This slow exercise could bring benefits for people with dementia

In a new study, researchers found that Tai Chi brings positive health benefits to older people with dementia.

The research was conducted by Bournemouth University scientists.

The study was carried out across the South of England, with Tai Chi sessions in Dorset, Southampton, and Portsmouth.

The team was interested to see if Tai Chi improves balance and prevents falls among people with dementia.

This is an important issue because people with dementia are twice as likely to fall and twice as likely to have injuries as a result of falls.
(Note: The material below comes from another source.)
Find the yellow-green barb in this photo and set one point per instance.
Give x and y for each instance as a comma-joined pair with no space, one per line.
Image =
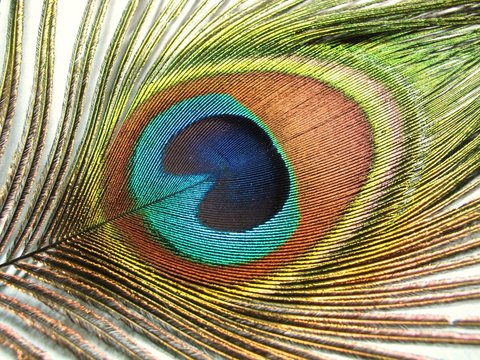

The research took a control group, who carried out normal activities, and measured them alongside a group of a similar makeup who all undertook a six month Tai Chi program.

The team found that those who had followed a program of Tai Chi maintained a good quality of life, whereas those in the control group had a decline in life quality over the same period.

Those who did Tai Chi really enjoyed the classes and meeting up with others who have dementia and their family carers.

The team says that Tai Chi could be an incredibly safe and gentle exercise, and family carers were happy to support their loved ones with the classes and home practice.

Although the team found no improvements in scores on balance tests, there was a strong trend for those in the Tai Chi group to have fewer falls.

There are plans to continue the research with a larger study that will seek to prove through more data that Tai Chi does prevent falls, specifically in people with dementia. It will also seek to understand how exactly Tai Chi does reduce falls.

One author of the study is Dr. Samuel Nyman, a Principal Academic at Bournemouth University.

The study is published in Clinical Interventions in Aging.